Perinatal injury to the brachial plexus is uncommon, occurring in 0.05 to 0.26 percent of deliveries. Although the injury is transient in 70 to 95 percent of cases and full function of the upper limb is attained, the condition is often a source of litigation, as the etiology is assumed to be birth trauma. In more than one half of cases of brachial plexus dysfunction at birth, no shoulder dystocia or other complication of pregnancy or delivery can be documented; this finding has led to speculation that the cause of brachial plexus dysfunction may not necessarily be birth trauma. Gilbert and colleagues studied pregnancy and birth records from over 300 hospitals in California to examine risk factors and maternal-fetal complications associated with brachial plexus injury.
The authors studied records of over 1 million women who delivered during a two-year period. Brachial plexus injury was documented in 1,611 (0.15 percent) cases. The risk of brachial plexus injury was related to birth weight, mode of delivery, presentation and other factors such as diabetes. Approximately one half of cases were related to shoulder dystocia and about one quarter to other malpresentations. The odds ratio for shoulder dystocia was 76.1; for other malpresentations, it was 73.6. Compared with spontaneous vaginal delivery, the odds ratio increased with operative vaginal delivery from 2.7 for vacuum extraction to 3.4 for forceps. Cesarean delivery was protective (odds ratio: 0.2). The highest rates of brachial plexus injury (7.8 percent) occurred in macrosomic infants (those weighing more than 4,500 g [9 lb, 15 oz]) who were born to diabetic mothers by assisted vaginal delivery. Prematurity and fetal growth retardation were associated with reduced rates of brachial plexus injury. The condition was associated with complications of delivery such as asphyxia, subarachnoid and intraventricular hemorrhage, and prolonged neonatal hospital stay.
The authors conclude that brachial plexus injury is not inevitably linked to shoulder dystocia or birth trauma. The condition may result from abnormalities occurring during pregnancy or delivery. Even in women at highest risk, it is estimated that a policy of elective cesarean delivery would prevent only about 19 percent of cases and is not justifiable.
Gilbert WM, et al. Associated factors in 1611 cases of brachial plexus injury. Obstet Gynecol. April 1999;93:536–40.
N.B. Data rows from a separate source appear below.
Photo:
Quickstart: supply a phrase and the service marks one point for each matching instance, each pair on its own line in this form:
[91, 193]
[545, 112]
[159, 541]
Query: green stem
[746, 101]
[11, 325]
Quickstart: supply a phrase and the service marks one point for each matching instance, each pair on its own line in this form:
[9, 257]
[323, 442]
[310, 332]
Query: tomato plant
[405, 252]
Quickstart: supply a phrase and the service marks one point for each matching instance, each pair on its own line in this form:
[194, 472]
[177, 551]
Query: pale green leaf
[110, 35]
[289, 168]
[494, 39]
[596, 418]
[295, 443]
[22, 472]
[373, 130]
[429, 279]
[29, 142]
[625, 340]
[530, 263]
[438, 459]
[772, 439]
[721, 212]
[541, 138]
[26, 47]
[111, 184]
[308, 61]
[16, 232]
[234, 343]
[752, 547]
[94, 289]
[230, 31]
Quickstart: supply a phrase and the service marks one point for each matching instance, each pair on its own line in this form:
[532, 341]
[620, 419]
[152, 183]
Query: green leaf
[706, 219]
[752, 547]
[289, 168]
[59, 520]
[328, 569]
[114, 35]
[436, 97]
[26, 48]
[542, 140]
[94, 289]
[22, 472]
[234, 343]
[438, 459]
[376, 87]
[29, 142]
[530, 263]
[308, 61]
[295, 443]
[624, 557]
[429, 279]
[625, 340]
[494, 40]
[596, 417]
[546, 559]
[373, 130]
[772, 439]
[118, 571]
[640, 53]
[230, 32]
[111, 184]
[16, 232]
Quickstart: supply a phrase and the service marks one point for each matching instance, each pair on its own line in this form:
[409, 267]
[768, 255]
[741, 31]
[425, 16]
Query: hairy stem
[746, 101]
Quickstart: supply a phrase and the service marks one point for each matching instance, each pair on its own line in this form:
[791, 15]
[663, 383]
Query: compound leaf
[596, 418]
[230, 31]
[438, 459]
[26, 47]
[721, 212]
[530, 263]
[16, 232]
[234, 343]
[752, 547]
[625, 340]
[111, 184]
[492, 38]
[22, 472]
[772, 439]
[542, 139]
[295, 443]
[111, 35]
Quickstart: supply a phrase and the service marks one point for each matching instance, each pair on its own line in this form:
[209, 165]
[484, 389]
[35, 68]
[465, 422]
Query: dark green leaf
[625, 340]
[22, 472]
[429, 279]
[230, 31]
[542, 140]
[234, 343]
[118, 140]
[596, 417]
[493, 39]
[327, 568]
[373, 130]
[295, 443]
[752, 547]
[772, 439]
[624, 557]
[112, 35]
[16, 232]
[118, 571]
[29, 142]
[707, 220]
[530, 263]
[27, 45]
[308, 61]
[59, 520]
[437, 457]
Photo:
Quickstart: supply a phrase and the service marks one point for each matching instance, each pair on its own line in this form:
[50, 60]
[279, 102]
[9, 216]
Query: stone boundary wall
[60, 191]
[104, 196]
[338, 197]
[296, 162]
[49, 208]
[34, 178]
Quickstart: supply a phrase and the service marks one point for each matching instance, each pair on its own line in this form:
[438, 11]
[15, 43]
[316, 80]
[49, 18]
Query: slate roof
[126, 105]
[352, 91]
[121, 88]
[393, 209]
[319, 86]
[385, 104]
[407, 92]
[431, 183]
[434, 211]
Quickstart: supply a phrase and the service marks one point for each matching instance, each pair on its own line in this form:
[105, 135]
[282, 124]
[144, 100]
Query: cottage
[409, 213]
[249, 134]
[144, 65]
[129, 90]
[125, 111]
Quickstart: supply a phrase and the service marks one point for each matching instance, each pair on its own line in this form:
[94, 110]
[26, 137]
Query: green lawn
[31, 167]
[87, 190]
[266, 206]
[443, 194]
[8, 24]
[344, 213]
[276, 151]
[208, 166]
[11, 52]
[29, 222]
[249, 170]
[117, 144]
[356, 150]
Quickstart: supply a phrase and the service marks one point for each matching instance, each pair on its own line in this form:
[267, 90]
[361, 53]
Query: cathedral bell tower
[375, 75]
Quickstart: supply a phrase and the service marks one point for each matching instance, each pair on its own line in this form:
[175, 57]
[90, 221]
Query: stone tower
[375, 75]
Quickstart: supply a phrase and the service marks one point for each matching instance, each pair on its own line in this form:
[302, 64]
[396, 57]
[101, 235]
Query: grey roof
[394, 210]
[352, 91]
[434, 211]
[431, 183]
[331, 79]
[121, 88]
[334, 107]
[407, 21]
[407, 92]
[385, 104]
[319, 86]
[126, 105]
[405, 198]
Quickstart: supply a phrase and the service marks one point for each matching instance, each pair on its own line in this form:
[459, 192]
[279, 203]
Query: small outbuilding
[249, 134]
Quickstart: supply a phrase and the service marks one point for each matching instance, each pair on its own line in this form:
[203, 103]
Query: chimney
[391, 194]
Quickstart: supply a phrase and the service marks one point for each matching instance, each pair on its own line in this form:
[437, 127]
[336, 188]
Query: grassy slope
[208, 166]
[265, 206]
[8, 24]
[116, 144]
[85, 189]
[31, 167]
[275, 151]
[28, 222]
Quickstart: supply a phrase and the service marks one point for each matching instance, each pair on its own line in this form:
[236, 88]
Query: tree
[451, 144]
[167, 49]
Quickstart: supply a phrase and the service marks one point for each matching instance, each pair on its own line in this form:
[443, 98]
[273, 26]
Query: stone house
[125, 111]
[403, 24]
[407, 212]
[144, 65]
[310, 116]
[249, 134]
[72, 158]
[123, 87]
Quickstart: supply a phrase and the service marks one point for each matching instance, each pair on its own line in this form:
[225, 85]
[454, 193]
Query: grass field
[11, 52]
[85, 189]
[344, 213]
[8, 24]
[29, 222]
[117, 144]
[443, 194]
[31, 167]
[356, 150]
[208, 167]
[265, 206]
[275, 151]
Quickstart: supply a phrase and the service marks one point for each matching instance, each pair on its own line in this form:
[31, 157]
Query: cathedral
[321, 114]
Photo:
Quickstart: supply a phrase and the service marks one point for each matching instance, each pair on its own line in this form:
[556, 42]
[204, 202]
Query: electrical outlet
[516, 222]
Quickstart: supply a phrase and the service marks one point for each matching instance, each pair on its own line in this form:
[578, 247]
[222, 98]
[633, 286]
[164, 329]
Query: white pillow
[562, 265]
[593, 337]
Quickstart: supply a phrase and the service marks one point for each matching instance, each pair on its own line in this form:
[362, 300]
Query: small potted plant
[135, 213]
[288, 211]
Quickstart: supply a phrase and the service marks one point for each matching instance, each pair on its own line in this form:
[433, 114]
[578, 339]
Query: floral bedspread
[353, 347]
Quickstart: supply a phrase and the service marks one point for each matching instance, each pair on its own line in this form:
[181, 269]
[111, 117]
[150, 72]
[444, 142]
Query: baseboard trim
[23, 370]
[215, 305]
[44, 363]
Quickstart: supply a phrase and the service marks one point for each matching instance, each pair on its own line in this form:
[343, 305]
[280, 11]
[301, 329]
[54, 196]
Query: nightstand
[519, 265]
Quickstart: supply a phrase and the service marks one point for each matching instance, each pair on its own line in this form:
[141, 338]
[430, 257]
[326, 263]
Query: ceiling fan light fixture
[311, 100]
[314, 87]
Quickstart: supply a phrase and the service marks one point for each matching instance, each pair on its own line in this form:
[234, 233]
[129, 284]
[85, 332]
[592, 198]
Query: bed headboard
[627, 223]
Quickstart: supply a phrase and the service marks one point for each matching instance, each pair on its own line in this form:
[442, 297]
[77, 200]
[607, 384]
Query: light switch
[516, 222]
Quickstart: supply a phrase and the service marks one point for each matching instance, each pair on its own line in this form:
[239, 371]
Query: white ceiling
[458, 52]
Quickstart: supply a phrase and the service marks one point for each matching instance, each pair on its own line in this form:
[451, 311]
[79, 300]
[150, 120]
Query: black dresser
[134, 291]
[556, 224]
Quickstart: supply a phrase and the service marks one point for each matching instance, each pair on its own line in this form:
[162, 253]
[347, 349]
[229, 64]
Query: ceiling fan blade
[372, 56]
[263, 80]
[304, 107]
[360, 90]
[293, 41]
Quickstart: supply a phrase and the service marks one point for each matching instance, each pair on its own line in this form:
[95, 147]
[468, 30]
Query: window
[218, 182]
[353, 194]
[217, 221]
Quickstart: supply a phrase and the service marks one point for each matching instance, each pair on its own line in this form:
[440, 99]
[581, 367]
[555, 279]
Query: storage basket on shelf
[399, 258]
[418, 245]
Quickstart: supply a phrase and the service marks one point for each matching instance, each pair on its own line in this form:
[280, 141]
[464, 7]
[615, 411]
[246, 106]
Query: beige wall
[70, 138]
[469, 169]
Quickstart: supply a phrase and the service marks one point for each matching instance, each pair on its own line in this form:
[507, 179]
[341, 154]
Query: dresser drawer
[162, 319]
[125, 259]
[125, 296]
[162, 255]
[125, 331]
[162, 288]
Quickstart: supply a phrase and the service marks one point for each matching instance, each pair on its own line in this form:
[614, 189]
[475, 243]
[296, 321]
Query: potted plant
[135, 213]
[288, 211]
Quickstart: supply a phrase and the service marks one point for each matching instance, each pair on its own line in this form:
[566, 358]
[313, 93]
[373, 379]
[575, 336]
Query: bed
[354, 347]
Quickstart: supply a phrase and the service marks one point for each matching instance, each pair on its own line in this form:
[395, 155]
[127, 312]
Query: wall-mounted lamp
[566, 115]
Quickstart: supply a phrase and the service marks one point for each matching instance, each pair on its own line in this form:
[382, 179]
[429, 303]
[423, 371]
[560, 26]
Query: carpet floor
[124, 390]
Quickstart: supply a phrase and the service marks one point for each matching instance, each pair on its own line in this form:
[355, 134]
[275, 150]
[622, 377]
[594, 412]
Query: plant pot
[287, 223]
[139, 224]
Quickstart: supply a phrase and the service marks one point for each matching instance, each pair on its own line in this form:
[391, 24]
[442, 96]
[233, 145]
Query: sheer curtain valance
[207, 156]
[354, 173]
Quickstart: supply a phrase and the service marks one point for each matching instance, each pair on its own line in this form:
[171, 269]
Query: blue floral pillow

editor's note: Anything less than a perfect result of pregnancy is accompanied by a desire to find the reason for the unfortunate outcome. This sometimes results in complex legal proceedings seeking to apportion blame. As is the case with cerebral palsy, brachial plexus dysfunction is probably the “final common pathway” for a wide range of conditions that compromise the nervous system before or during birth. While the previous explanation of birth trauma as the inevitable cause of these conditions was understandable and uncomplicated, it resulted in a culture of blame, guilt and distrust that undermined the confidence of patients in their physicians. Every effort must be made to ensure safe, uncomplicated deliveries and appropriate allocation of responsibility when things go wrong. Not all bad outcomes can be attributed to medical care.—a.d.w.